Polska ma się wycofać do 2 maja. Nieoficjalne doniesienia z KE
Wprowadzenie przez Polskę zakazu importu produktów rolnych z Ukrainy wywołało oburzenie nie tylko ze strony wschodnich sąsiadów. Komisja Europejska postanowiła zareagować. Mamy czas do 2 maja.
Polska musi się wycofać z zakazu importu z Ukrainy kilkudziesięciu artykułów żywnościowych. Jak dowiedziała się PAP, Komisja Europejska ma zamiar wprowadzić od 2 maja własne środki zapobiegawcze w sprawie produktów rolnych z Ukrainy. Do 2 maja Polska ma wycofać się ze swojego zakazu.

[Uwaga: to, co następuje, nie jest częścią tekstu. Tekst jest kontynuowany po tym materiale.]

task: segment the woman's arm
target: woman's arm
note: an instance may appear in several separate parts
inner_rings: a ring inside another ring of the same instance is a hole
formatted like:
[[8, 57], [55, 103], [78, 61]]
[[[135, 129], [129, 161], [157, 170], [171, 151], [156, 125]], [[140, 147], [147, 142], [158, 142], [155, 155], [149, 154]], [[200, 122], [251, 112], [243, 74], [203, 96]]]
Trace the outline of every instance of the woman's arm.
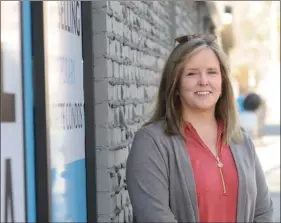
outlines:
[[177, 222], [169, 208], [168, 167], [162, 155], [149, 133], [136, 133], [126, 178], [137, 222]]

Polskie rozwiązanie ma zostać zastąpione unijnym embargiem na cztery artykuły - pszenicę, kukurydzę, rzepak i nasiona słonecznika.

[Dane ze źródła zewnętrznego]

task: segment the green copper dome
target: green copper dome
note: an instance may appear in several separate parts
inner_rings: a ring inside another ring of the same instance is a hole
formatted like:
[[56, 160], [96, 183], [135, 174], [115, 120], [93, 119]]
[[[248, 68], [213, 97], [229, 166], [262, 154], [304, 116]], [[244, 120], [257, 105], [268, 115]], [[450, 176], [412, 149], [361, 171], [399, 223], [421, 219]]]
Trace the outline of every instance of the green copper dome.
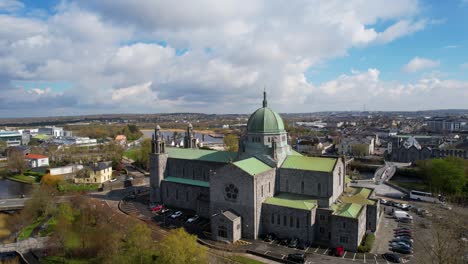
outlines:
[[266, 92], [263, 93], [263, 107], [257, 109], [247, 122], [247, 132], [251, 133], [279, 133], [284, 132], [281, 116], [267, 107]]

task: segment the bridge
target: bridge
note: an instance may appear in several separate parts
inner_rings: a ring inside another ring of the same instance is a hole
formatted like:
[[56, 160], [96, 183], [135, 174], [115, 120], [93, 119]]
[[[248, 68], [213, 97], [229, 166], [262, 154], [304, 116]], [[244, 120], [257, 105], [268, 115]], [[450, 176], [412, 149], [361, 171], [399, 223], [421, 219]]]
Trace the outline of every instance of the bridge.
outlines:
[[5, 252], [19, 252], [24, 254], [32, 249], [40, 249], [46, 246], [48, 237], [28, 238], [25, 240], [18, 241], [10, 244], [0, 244], [0, 253]]
[[29, 198], [12, 198], [0, 200], [0, 212], [21, 210], [23, 209], [24, 203], [27, 200], [29, 200]]

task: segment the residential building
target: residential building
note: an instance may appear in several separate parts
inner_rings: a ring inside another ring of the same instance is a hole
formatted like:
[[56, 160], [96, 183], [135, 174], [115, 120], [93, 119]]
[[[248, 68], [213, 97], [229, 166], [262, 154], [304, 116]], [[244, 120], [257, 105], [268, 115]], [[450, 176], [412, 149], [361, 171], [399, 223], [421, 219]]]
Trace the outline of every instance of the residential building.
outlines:
[[0, 130], [0, 141], [6, 142], [7, 147], [20, 146], [22, 138], [18, 131]]
[[28, 165], [31, 168], [48, 167], [49, 166], [49, 157], [44, 156], [44, 155], [34, 154], [34, 153], [27, 153], [24, 156], [24, 159], [28, 161]]
[[232, 243], [275, 232], [357, 251], [364, 234], [376, 230], [380, 209], [372, 189], [346, 187], [345, 171], [343, 158], [292, 150], [264, 93], [238, 152], [198, 149], [190, 125], [183, 148], [166, 148], [157, 126], [150, 199], [209, 218], [214, 240]]
[[104, 183], [112, 179], [112, 162], [93, 162], [83, 165], [75, 176], [75, 183]]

KE osiągnęła zasadnicze porozumienie z Bułgarią, Węgrami, Polską, Rumunią i Słowacją w sprawie ukraińskich produktów rolno-spożywczych - napisał w piątek na Twitterze wiceprzewodniczący komisji odpowiedzialny za kwestie handlu Valdis Dombrovskis.
Dalsza część artykułu pod materiałem wideo
Z komisarzem ds. rolnictwa Januszem Wojciechowskim podjęliśmy działania w odpowiedzi na obawy zarówno rolników w krajach sąsiadujących z Ukrainą, jak i na Ukrainie - dodał Dombrovskis.

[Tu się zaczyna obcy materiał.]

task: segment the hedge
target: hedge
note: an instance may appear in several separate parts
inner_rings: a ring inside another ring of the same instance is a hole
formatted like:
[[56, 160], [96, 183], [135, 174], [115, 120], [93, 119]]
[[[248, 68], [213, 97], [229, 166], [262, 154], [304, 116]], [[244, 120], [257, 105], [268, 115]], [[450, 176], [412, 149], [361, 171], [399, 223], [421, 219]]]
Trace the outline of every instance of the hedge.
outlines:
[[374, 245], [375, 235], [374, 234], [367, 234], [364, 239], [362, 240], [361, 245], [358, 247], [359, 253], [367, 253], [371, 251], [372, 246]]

Von der Leyen: porozumienie chroni Ukrainę, jak i europejskich rolników
- Kluczowe elementy umowy, uzgodnione również z Ukrainą, to: cofnięcie jednostronnych środków przez Polskę, Słowację, Bułgarię i Węgry; wyjątkowe środki ochronne dla 4 produktów: pszenicy, kukurydzy, rzepaku i ziaren słonecznika; pakiet wsparcia w wysokości 100 mln euro dla poszkodowanych rolników w 5 państwach członkowskich; zapewnienie badań niektórych innych produktów, w tym oleju słonecznikowego; prace nad zapewnieniem eksportu do innych krajów za pośrednictwem korytarzy solidarnościowych - wyliczył wiceszef KE.
Przewodnicząca Komisji Europejskiej Ursula von der Leyen wyraziła przekonanie, że osiągnięte porozumienie "chroni zarówno zdolność eksportową Ukrainy, aby mogła ona nadal żywić świat, jak i źródła utrzymania naszych rolników".